Jeno fängt ihn, bevor er auf dem Fußboden zusammenbrechen kann.

"Sie haben sich nicht einmal entschuldigt", wimmert Jaemin in seine Schulter, "nicht einmal irgendetwas in die Richtung. Stattdessen mir Schuld auf die Stirn geschrieben. Ein schlechtes Gewissen machen wollen." Seine Fingernägel bohren sich in Jenos Schultern, so sehr klammert er sich an ihn. Jeno hält es fast nicht aus, hier zu sein und nicht woanders, an diesem Ort, der für Jaemin ein Albtraum geworden ist.

Ein Schluchzen, voller Verzweiflung. "Kontrolle", weint Jaemin, "ich will Kontrolle."

Jeno wird kalt, als er es versteht.

"Gibt es etwas, das dich ablenkt? Etwas, das ich tun kann?"

Jaemin legt seine Lippen auf Jenos, und auch wenn es kaum funktioniert, dass sie sich wirklich küssen, kann er Jenos momentan laufende Erinnerung doch mehr als deutlich spüren und ist selbst in dem Tierladen, streichelt selbst den Hasen, spürt selbst sein weiches Fell unter seinen Fingern.

"Es steht mir nicht zu, es dir zu verbieten", flüstert Jeno, als sie sich lösen, "es steht mir nicht zu, dir zu sagen, dass du es sein lassen solltest, und ich werde dich auch nicht bitten, es für mich zu tun. Wenn es dich am Leben hält, erst recht nicht. Ich bin nicht dafür, es ist mir lieber, wenn du es sein lässt, ist es dir sicherlich auch, aber ich werde dich nur davon abhalten, wenn du mich darum bittest, wenn du dir nicht wieder Schmerzen zufügen willst. Und wenn du mich darum bittest, tue ich alles, um es auch zu tun. Trotzdem, fühl dich bitte nicht verpflichtet, es mir mitzuteilen, mich darum zu bitten, dich abzuhalten, dir von mir helfen zu lassen. Es geht darum, was für dich richtig ist. Und wenn es bedeutet, dass du dorthin zurückkehrst, dann werde ich das akzeptieren. Nicht gutheißen, aber akzeptieren. Ich weiß, dass es besser werden kann und wird."
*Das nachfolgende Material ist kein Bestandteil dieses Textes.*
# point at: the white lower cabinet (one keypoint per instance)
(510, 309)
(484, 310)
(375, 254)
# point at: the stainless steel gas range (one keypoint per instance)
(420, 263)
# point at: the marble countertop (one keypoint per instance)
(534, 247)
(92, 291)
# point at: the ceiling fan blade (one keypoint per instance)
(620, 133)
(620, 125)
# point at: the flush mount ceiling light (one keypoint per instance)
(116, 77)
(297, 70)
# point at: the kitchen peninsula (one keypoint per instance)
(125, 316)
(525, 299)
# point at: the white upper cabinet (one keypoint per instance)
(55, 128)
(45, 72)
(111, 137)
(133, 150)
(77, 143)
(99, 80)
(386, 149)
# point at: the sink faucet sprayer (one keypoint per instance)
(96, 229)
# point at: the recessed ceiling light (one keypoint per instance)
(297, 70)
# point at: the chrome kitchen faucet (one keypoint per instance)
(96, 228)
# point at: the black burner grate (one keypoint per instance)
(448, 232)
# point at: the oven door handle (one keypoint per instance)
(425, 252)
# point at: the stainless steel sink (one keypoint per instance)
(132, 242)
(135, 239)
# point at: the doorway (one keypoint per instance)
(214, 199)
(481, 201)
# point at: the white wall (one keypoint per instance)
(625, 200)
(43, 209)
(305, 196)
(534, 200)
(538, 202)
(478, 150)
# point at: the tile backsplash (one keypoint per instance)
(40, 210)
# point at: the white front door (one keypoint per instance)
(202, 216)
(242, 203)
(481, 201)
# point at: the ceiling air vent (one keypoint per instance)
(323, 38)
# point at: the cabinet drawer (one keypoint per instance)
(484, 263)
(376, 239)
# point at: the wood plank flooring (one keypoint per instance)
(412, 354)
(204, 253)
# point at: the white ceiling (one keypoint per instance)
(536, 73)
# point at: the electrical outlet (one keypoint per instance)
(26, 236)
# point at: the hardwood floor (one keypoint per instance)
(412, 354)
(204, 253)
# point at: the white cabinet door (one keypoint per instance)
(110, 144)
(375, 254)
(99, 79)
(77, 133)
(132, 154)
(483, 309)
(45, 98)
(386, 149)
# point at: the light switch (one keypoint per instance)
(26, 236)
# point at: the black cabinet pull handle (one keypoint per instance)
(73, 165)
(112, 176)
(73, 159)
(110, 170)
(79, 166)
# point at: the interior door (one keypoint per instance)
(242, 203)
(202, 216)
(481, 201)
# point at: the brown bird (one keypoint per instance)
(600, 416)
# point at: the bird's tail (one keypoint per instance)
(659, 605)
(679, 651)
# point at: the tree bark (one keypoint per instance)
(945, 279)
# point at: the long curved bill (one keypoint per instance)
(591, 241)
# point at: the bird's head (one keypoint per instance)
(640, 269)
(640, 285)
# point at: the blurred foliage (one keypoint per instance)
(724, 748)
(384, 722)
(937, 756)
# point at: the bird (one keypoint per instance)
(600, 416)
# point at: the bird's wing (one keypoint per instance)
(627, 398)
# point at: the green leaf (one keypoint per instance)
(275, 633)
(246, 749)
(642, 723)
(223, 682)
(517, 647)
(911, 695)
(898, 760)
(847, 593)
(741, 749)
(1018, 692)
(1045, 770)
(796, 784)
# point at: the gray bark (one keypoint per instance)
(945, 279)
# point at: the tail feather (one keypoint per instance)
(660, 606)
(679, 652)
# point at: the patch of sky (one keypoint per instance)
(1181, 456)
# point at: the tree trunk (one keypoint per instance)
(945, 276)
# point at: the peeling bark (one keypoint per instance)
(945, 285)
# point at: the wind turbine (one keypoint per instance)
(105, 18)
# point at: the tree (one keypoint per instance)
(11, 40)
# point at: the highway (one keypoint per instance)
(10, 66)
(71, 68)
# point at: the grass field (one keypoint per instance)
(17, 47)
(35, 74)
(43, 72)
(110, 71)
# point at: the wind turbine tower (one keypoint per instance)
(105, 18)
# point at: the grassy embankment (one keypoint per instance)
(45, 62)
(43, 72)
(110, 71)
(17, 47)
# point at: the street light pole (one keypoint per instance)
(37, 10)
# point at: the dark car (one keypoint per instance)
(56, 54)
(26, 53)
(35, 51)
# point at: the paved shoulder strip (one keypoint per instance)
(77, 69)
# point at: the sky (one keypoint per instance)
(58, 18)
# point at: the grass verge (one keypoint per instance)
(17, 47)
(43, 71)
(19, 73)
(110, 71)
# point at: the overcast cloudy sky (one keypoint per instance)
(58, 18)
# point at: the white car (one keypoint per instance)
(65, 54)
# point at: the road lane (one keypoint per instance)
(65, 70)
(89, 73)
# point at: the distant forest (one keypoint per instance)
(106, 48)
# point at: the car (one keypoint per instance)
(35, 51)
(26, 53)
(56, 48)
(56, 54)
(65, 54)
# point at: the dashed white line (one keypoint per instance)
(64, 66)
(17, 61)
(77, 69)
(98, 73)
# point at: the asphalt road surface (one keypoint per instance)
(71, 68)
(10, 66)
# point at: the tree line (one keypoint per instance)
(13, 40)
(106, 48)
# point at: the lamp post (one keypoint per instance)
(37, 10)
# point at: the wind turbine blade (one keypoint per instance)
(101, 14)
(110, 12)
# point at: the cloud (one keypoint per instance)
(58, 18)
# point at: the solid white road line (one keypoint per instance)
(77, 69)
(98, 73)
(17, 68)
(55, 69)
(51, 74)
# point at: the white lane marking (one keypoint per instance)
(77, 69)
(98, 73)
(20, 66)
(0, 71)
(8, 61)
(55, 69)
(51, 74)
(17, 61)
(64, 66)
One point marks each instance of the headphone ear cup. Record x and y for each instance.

Jaemin atmet einige Male durch, rückt dann plötzlich von Jeno ab und zieht seine Ärmel hoch, sieht auf seine Narben, kommt langsam zur Ruhe. Es reicht, sich zurückzuerinnern. Wie lange, weiß er nicht.

"Bunny", holt Jeno ihn aus seinen Gedanken, "ich möchte, dass du dich hinsetzt." Jaemin merkt erst jetzt, wie unsicher er steht, lässt sich von Jeno zu seinem Bett helfen, sinkt auf die Matratze und es wird gleich etwas besser.

"Sie wollen, dass du weg bist, bevor wir essen", murmelt Jaemin.

"Okay." Jeno setzt sich zu ihm und sofort sinkt Jaemin gegen ihn, schließt seine Augen. "Du willst mir nicht sagen, was sie gesagt haben, oder?"

Jaemin schüttelt den Kopf. "Tut mir leid."

"Schon gut, bunny. Das musst du doch nicht."

"Ich will nicht, dass sie meine Eltern sind. Ich will hier weg, ich will sie vergessen, ich will nichts mehr mit ihnen zu tun haben."

"Es ist nicht mehr lange, Engel. Du schaffst das. Ich bin bei dir."

"Weißt du, wie viel ein Jahr schon ist?", schluchzt Jaemin, den Tränen nahe. "Niemals halte ich das aus."

Jeno zieht ihn auf seinen Schoß, schlingt die Arme um ihn. "So viele Jahre hast du jetzt schon hinter dir, in denen du es ausgehalten hast. Du bist stark geworden, bunny, du kannst das. Und wenn du fällst, fang ich dich auf. Du musst keinen deiner Schritte alleine gehen."

Jeno verflucht es, dass Jaemin schon wieder weint, schon wieder ausgelöst durch seine Eltern.

"Du kannst immer zu mir kommen, bunny. Es ist nie zu oft, nie zu früh, nie zu spät, nie zu unnötig. Wenn du eine Auszeit brauchst, brauchst du eine Auszeit und die kannst du dir nehmen. Jederzeit." Er streicht über Jaemins Rücken, drückt ihn sanft an sich, und Jaemin vergräbt sein Gesicht an Jenos Schulter, schlingt seine Arme um ihn und hält sich so verzweifelt an ihm fest, als käme er nie wieder zurück.

"Lass mich nicht allein..."

"Ich schreib dir, sobald ich zu Hause bin, okay? Wir können auch telefonieren. Du bist nicht allein, auch wenn ich nicht hier bin."

"Ich hab dich nicht verdient", flüstert Jaemin.

"Doch, bunny. Du hast es nicht verdient, vom Leben so behandelt zu werden."